Amanda Christy Brown
New York Times
February 12, 2015
 

Overview | How do writers analyze subjects and ideas to make a claim using valid reasoning and relevant and sufficient evidence? How does incorporating counterarguments in persuasive writing strengthen one’s claims?

In this lesson, students analyze the work of winners of the Learning Network’s 2014 Student Editorial Contest as well as professional models from the Times editorial pages to learn how writers effectively introduce and respond to counterarguments. Then they write their own position pieces, incorporating counterarguments to strengthen their claims. Finally, they are invited to submit their finished essays to this year’s Student Editorial Contest by March 9, 2015.

Note: This lesson builds on, and thus works well as a companion to, this 2014 lesson on crafting evidence-based editorials.
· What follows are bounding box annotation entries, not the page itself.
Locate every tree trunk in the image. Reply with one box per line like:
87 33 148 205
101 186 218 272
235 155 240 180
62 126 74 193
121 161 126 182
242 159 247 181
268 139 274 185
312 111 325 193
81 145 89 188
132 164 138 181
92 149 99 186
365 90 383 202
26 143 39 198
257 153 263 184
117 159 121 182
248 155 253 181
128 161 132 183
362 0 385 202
Background The Common Core emphasizes writing arguments as essential to student success beyond the classroom, but, as the educator Grant Wiggins points out, the kind of writing those standards demand goes beyond what students typically see as argumentative. In his post, Mr. Wiggins quotes Gerald Graff, the author of “They Say/I Say: The Moves That Matter in Academic Writing”:

Theorist and critic Neil Postman (1997) calls argument the soul of an education because argument forces a writer to evaluate the strengths and weaknesses of multiple perspectives. When teachers ask students to consider two or more perspectives on a topic or issue, something far beyond surface knowledge is required: students must think critically and deeply, assess the validity of their own thinking, and anticipate counterclaims in opposition to their own assertions.

Indeed, some of the best editorials in last year’s Learning Network Student Editorial Contest do exactly this by not only anticipating, but also effectively incorporating counterarguments into their pieces.


Materials | Computers with Internet access, Debatable Issues handout

Warm-Up | If your students have ever successfully negotiated anything with their parents, friends or teachers, chances are they already know something about counterarguments. Connect to student experience by opening your investigation with a role-play activity. Distribute the following scenarios to pairs of students. First, students should brainstorm possible arguments to be used by each side and use what they come up with to create a script of the ensuing conversation. Explain that to get what they want, each party needs to understand the other’s position well so that they can use it to strengthen their own position.

  • Scenario 1: Two friends outside a movie theater. Each wants to see a different movie. (Feel free to come up with the selections!)
  • Scenario 2: A parent and a child. The child wants a later curfew to attend a party with friends.
  • Scenario 3: A student and a teacher. The student wants an extension on a paper.
  • Scenario 4: Two friends. One wants the other to let him or her copy his or her homework.
  • Scenario 5: A parent and a child. The family has planned a trip during school vacation. The child wants to do something with friends instead.
  • Scenario 6: A parent and a child. The child wants a smartphone. The parents feel he or she isn’t old enough.
  • Scenario 7: A parent and a child. The parent wants the child to attend college close to home; the child wants to go across the country.

When students are ready, ask for several groups to perform. At the conclusion of each role-play, ask the audience which party had the more convincing argument and talk about why. How did the “winner” incorporate counterarguments? What role did counterarguments play in the victor’s success? Explain that just as happened in these scenarios, writing an argument is really about completely understanding all aspects of an issue, so that you can take an educated, logical stance and anticipate rebuttals.